A Consent Management Platform (CMP) is the technology layer that handles cookie consent collection, preference management, consent record storage, and signal propagation to downstream systems. Selecting the right CMP is critical for compliance with GDPR, ePrivacy, CCPA/CPRA, LGPD, and other regulations. The IAB Transparency and Consent Framework (TCF) v2.2 certification is a key differentiator for CMPs operating in the EU advertising ecosystem.

## Evaluation Criteria

### Category 1: Regulatory Compliance (Weight: 30%)

| Criterion | Description | Scoring |
|-----------|-------------|---------|
| TCF v2.2 Certification | CMP is registered with IAB Europe and passes compliance audits | Required for EU advertising |
| GDPR Compliance | Supports Art. 7 consent requirements, Art. 7(3) withdrawal, Art. 7(1) records | Mandatory for EU operations |
| CCPA/CPRA Support | Supports "Do Not Sell" opt-out, GPC signal detection, CPRA requirements | Required for US operations |
| LGPD Support | Brazilian data protection law consent requirements | Required for Brazil operations |
| GPC Support | Detects and honors Global Privacy Control (Sec-GPC: 1) signal | Required for CA, CO, CT, MT, TX, OR |
| CNIL Compliance | Equal prominence accept/reject, 6-month reconsent, no cookie walls | Required for French operations |
| Multi-Jurisdiction | Ability to apply different consent rules based on user location | Critical for global operations |
| Cookie Scanning | Automated scanning to detect and classify all cookies on the site | Important for completeness |

### Category 2: Technical Capabilities (Weight: 25%)

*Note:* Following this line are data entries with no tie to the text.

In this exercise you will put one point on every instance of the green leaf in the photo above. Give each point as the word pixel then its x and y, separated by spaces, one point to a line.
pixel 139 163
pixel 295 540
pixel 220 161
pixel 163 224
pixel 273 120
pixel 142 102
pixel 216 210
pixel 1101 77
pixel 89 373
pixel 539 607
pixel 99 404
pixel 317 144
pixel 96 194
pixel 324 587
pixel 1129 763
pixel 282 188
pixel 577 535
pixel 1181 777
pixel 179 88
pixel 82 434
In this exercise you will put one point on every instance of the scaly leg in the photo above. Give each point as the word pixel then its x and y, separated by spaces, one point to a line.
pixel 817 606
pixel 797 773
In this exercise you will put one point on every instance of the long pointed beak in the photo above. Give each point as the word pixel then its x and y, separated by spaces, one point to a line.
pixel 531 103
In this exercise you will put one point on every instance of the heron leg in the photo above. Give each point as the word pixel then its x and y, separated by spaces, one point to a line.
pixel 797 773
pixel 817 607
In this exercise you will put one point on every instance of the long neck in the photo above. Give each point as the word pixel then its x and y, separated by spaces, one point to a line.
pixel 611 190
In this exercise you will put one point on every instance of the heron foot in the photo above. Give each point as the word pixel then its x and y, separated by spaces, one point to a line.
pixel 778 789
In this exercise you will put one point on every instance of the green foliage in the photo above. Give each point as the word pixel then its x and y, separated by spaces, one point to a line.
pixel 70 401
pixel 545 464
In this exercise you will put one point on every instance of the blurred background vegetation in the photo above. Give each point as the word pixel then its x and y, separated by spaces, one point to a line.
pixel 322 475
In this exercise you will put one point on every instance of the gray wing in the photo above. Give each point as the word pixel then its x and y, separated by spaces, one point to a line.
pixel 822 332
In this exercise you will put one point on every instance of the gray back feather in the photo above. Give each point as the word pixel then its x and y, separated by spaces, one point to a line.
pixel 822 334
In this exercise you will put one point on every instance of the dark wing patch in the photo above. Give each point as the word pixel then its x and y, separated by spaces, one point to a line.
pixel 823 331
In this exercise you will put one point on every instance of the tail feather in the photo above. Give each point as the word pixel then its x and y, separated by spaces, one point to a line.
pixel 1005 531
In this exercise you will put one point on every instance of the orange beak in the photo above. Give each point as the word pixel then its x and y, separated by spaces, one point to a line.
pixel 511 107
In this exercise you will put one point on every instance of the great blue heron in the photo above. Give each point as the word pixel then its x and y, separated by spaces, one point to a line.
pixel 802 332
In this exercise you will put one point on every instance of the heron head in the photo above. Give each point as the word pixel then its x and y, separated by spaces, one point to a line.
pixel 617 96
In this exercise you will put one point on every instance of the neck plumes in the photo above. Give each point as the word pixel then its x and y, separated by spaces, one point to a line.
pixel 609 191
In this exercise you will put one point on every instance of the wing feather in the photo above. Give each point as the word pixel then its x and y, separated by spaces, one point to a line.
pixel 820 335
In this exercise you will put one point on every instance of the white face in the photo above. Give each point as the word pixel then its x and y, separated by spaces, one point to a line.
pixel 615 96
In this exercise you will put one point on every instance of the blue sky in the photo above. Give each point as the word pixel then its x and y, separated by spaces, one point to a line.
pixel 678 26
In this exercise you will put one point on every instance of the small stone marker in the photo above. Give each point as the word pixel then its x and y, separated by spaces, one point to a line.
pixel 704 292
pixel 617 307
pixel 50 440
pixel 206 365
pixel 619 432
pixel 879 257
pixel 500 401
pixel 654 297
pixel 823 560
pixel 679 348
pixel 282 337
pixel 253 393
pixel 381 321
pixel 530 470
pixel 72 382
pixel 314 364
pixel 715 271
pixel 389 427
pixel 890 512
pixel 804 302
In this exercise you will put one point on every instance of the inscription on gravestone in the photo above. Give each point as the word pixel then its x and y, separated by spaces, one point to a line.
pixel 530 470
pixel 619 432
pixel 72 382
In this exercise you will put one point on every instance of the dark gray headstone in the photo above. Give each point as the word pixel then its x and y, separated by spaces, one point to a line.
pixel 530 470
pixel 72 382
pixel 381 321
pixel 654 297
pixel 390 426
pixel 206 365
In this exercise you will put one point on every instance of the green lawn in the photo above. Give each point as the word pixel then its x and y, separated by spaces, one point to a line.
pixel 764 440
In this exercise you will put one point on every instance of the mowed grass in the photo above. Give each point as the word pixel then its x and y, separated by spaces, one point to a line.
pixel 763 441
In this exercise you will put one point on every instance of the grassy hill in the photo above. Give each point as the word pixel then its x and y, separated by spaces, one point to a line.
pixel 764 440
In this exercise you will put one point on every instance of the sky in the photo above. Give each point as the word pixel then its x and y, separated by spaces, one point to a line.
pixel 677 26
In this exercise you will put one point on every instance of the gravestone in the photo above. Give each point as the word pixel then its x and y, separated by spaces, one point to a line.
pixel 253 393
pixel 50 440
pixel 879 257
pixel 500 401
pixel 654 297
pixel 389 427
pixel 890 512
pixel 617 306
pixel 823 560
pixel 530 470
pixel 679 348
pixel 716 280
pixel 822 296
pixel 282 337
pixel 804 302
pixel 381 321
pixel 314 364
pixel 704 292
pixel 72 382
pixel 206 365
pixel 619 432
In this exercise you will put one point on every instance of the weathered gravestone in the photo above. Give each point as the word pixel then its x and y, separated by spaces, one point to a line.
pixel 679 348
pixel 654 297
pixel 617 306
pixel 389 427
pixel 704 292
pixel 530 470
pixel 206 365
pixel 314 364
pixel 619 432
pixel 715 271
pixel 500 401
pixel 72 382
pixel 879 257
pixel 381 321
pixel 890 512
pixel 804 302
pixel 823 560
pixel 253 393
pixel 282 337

| Criterion | Description | Scoring |
|-----------|-------------|---------|
| API Integration | RESTful API for consent state queries from backend systems | Critical for server-side enforcement |
| Tag Manager Integration | Native integration with Google Tag Manager, Tealium, Segment | Reduces implementation effort |
| SDK Availability | Mobile SDKs (iOS, Android) and server-side SDKs | Required for mobile apps |
| Performance | Page load impact (target: <100ms additional latency) | Critical for UX |
| Customization | UI customization (colors, layout, language, button text) | Important for brand consistency |
| A/B Testing | Built-in consent banner experimentation (within compliance boundaries) | Important for optimization |
| Geolocation | Accurate user location detection for jurisdiction-specific rules | Critical for multi-region |
| TC String Generation | Generates IAB TC String for ad tech ecosystem integration | Required for advertising |

### Category 3: Consent Record Management (Weight: 20%)

| Criterion | Description | Scoring |
|-----------|-------------|---------|
| Consent Receipts | Generates audit-ready consent receipts per Art. 7(1) | Critical for compliance |
| Version Control | Tracks consent text versions with change history | Important for audit trail |
| Consent History | Full history per user (grants, withdrawals, re-consents) | Critical for DSAR support |
| Data Export | Export consent records in standard formats (JSON, CSV) | Important for portability |
| Retention Controls | Configurable consent record retention periods | Important for data minimization |
| Search and Query | Search consent records by user, purpose, date range | Important for DPA inquiries |
| Proof of Consent | Can generate evidence packages for regulatory inquiries | Critical for enforcement defense |

### Category 4: Reporting and Analytics (Weight: 15%)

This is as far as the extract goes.